A laser-loader cooking thermometer? Who needs one?

Infrared thermometers measure the surface temperature of an object. The hotter an object is, the more infrared energy it emits. The thermometers measure this radiation and convert it to a reading.

I checked out the Avanti infrared cooking thermometer ($70), which is simple to use: just point its red laser beam at your target, and pull the trigger for a read-out.

But remember that infrared thermometers only measure surface temperature. Don't expect them to tell you how hot it is inside the chook you're roasting – which is the key information you need.

However, they are useful for measuring the surface of a pizza cooking stone, the temperature of oil when shallow frying, or even soup if you pull up a ladle from the middle of the pot.

Measuring the surface of a pan before cooking is helpful, but tricky with the Avanti, as the documentation says shiny or polished surfaces will produce inaccurate readings. But cast-iron pots and pans should be OK.

When I measured the temperature of a few liquids, including a cup of hot water and a saucepan of milky chai, there was a discrepancy of plus or minus 1 degree Celsius with my traditional thermometer.

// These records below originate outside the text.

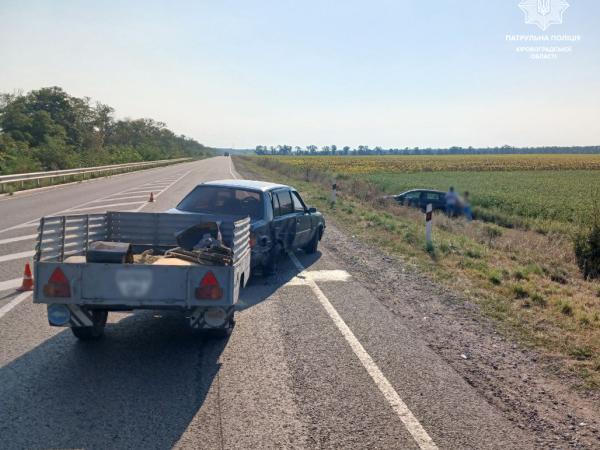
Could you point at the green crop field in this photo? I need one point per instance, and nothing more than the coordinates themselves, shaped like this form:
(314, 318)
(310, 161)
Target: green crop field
(545, 200)
(541, 192)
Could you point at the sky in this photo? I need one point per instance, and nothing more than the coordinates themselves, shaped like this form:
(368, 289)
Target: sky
(389, 73)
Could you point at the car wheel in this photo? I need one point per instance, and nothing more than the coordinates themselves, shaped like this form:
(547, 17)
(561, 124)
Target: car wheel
(269, 267)
(313, 245)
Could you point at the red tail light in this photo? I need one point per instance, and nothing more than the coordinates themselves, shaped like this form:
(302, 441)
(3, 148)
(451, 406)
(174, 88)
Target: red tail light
(209, 288)
(58, 285)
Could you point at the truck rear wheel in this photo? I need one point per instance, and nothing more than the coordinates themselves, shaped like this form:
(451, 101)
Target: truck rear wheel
(96, 331)
(222, 333)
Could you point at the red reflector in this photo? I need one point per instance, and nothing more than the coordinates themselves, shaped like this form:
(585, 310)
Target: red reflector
(58, 285)
(209, 288)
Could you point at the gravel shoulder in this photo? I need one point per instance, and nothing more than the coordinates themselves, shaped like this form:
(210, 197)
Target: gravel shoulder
(516, 380)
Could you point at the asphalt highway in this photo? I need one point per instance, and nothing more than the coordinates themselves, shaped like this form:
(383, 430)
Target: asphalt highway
(314, 360)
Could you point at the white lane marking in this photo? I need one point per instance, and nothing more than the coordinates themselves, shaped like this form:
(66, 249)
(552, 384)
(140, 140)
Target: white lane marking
(14, 302)
(164, 190)
(231, 169)
(319, 275)
(20, 255)
(119, 198)
(139, 192)
(10, 284)
(411, 423)
(110, 205)
(18, 238)
(21, 225)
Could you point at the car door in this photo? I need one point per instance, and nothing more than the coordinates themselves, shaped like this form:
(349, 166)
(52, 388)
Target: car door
(284, 220)
(304, 225)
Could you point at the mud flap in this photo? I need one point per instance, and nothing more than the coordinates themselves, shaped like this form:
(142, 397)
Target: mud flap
(212, 318)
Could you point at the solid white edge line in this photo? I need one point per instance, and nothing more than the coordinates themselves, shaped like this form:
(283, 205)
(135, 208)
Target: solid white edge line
(10, 284)
(13, 256)
(411, 423)
(231, 169)
(14, 302)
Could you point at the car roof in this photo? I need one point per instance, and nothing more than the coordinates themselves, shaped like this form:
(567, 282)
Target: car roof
(254, 185)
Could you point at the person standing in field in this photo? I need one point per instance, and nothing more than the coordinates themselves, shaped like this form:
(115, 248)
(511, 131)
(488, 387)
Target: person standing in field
(451, 200)
(466, 205)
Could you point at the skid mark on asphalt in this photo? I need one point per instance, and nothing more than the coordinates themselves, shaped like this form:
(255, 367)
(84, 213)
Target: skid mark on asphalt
(411, 423)
(319, 275)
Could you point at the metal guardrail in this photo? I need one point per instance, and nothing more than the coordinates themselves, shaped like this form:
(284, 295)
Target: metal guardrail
(22, 178)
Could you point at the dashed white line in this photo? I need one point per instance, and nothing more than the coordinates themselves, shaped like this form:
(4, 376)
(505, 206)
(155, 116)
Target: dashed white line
(18, 238)
(110, 205)
(411, 423)
(14, 302)
(20, 255)
(119, 198)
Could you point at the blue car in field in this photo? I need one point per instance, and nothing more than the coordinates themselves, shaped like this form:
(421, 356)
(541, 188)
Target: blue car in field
(420, 198)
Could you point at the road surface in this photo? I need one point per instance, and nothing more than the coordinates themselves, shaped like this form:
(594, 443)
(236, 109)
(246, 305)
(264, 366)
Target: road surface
(314, 360)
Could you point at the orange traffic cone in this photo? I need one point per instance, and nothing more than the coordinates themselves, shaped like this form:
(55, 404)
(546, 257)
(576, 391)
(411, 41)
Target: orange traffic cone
(27, 280)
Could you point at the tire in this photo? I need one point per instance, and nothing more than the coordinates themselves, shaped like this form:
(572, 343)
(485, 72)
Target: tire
(222, 333)
(94, 332)
(269, 267)
(313, 245)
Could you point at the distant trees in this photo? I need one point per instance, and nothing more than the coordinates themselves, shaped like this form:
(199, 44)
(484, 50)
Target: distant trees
(364, 150)
(48, 129)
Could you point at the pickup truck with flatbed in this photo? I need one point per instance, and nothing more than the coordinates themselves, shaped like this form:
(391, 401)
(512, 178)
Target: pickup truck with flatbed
(194, 259)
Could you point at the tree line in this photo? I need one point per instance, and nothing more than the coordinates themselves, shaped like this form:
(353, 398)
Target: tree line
(48, 129)
(364, 150)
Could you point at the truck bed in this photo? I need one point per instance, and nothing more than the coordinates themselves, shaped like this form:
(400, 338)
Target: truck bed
(118, 286)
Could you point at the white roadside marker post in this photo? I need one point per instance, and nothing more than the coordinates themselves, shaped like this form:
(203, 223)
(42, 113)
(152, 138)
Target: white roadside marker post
(333, 194)
(428, 217)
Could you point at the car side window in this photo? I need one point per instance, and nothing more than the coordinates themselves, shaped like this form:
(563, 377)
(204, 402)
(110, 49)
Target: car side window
(285, 203)
(275, 202)
(298, 204)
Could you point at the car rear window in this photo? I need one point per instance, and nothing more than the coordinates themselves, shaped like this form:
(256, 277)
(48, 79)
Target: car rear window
(285, 203)
(223, 201)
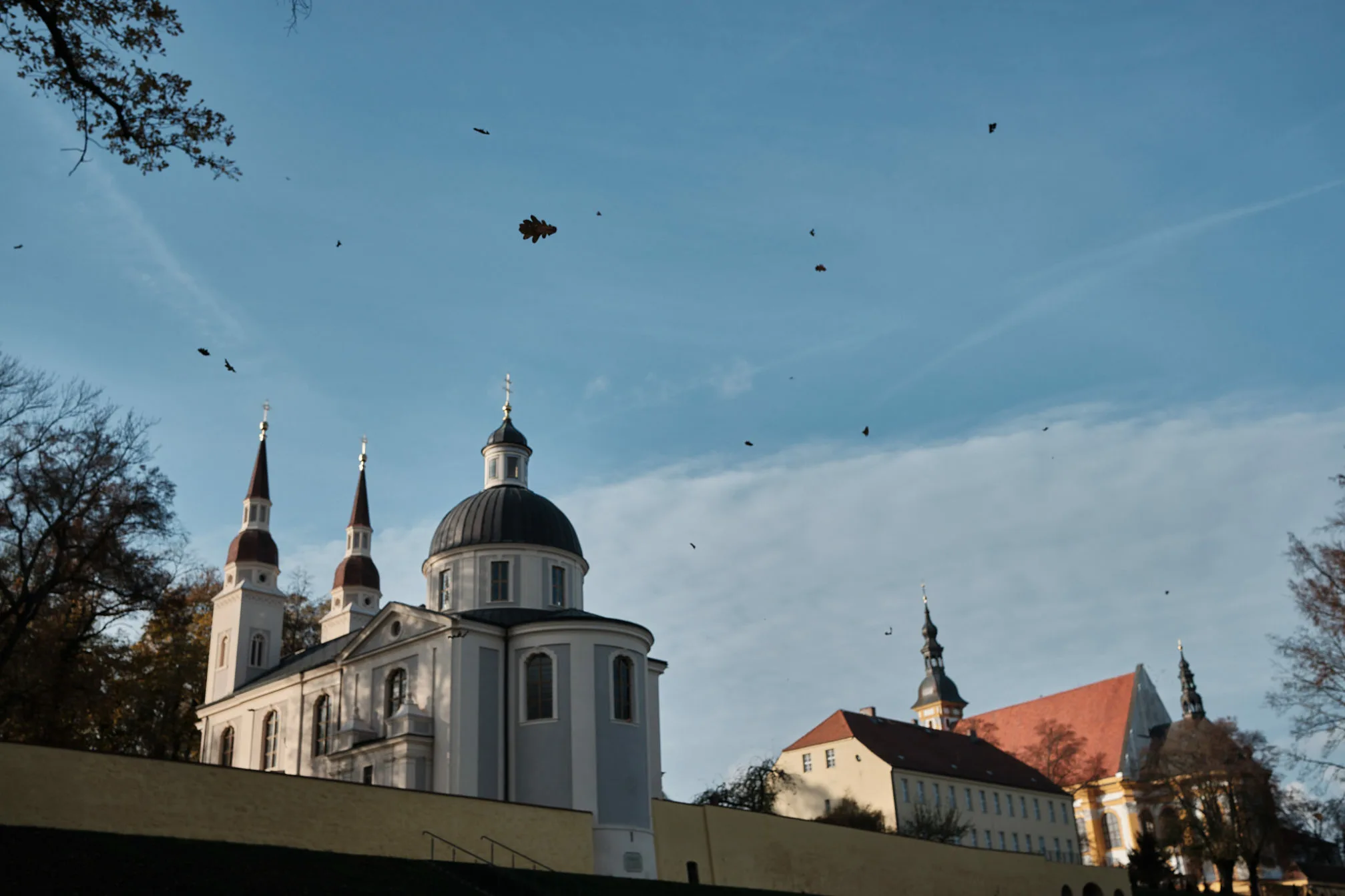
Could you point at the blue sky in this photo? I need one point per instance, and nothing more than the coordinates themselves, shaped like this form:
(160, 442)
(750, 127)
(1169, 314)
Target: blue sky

The best thing about an infrared thermometer is that the read-out is instant; there's no waiting around for mercury to climb to its destination.

The Avanti also has a handy button for switching from Celsius to Fahrenheit.

Safety is an issue. I almost did a Get Smart and started to turn the laser towards my eyes to check if it was working. Keep it away from children who could be attracted to its gun-like shape, complete with trigger handle.